By Mark Marotta
THE ERICKSON TRIBUNE
Elaine Woodall has the skills and the independence it takes to make dolls talk.
“They don’t talk. They’re like variety acts,” she clarifies.
Woodall has been a professional puppeteer since her late teens or early twenties and says that the amount of time it takes to master performing with marionettes depends on the degree of desire that an individual has.
“Somebody gave me a marionette for a Christmas present when I was ten years old,” recalls Woodall, who grew up in the Chicago suburbs. “I always played with dolls when I was younger. I liked dolls. Puppetry was just like moving dolls.”
Performing puppetry
Woodall performs her show, Elaine Woodall’s Dancing Marionettes, about a halfdozen times a year, mainly at schools and banquets. A resident of Ann’s Choice for about six months, Woodall recently gave a show to residents and children at the Renaissance Gardens health care neighborhood on campus.

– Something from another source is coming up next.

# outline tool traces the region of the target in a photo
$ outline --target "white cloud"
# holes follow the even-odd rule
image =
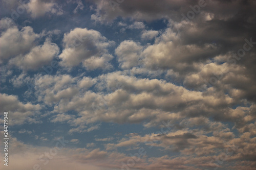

Performances are about a half-hour long and usually involve about a half-dozen marionettes that dance to recorded classical music.
Making marionettes
Not only does Woodall perform with marionettes, she also makes them. “You have to,” she says. “There are a few professional people that I know who pay someone else to make a marionette for them, but that’s more than I can pay.”
According to Woodall, buying a marionette can cost a couple hundred dollars.
“Most of my friends are like me. We make our own. And we make exactly what we want,” she adds. “Each marionette is unique, of course.
“You start out with an idea in your head. Then I might make a sketch, a diagram.”
Then she gathers her materials. Woodall says she uses wood for her marionettes’ arms, legs, and body, and papier-mâché for the heads and perhaps the torso. She typically attaches seven to nine strings to operate each marionette.